A particle moving in a straight line with constant acceleration passing over a distance x,y,z in equal consecutive intervals of time (t). find the relations between x,y,z. Find the acceleration of the particle.

To find the relations between x, y, and z, we can use the equations of motion. Let's assume the initial velocity of the particle is u, its final velocity is v, and the acceleration is a. Since the particle is moving with constant acceleration, we can use the following equations:

1. v = u + at ---(1)
2. s = ut + (1/2)at^2 ---(2)

Where:
v = final velocity
u = initial velocity
a = acceleration
t = time interval
s = distance traveled

In this case, the particle passes over the distances x, y, and z in equal consecutive intervals of time (t). So, for each distance, the time interval is the same, i.e., t.
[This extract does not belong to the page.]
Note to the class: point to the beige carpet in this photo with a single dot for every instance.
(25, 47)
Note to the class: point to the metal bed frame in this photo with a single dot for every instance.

Using equation (2) for x, y, and z, we have:

For distance x:
x = ut + (1/2)at^2

For distance y:
y = (u + at)t = ut + at^2

For distance z:
z = (u + 2at)t = ut + 2at^2

Now, let's find the relations between x, y, and z:

1. Multiply the equation for x by 2 and subtract the equation for z from it:
2x - z = 2(ut + (1/2)at^2) - (ut + 2at^2)
2x - z = ut

2. Rearrange the equation for y:
y = ut + at^2

From our calculation above, we see that 2x - z = ut. This implies that y = ut + at^2 = 2x - z.

Therefore, the relation between x, y, and z is y = 2x - z.

To find the acceleration of the particle, we can rearrange equation (1) as follows:

v = u + at

Since the particle starts from rest (u = 0), the final velocity v is the velocity acquired after time t. Therefore:

v = at

Hence, the acceleration of the particle is a = v/t.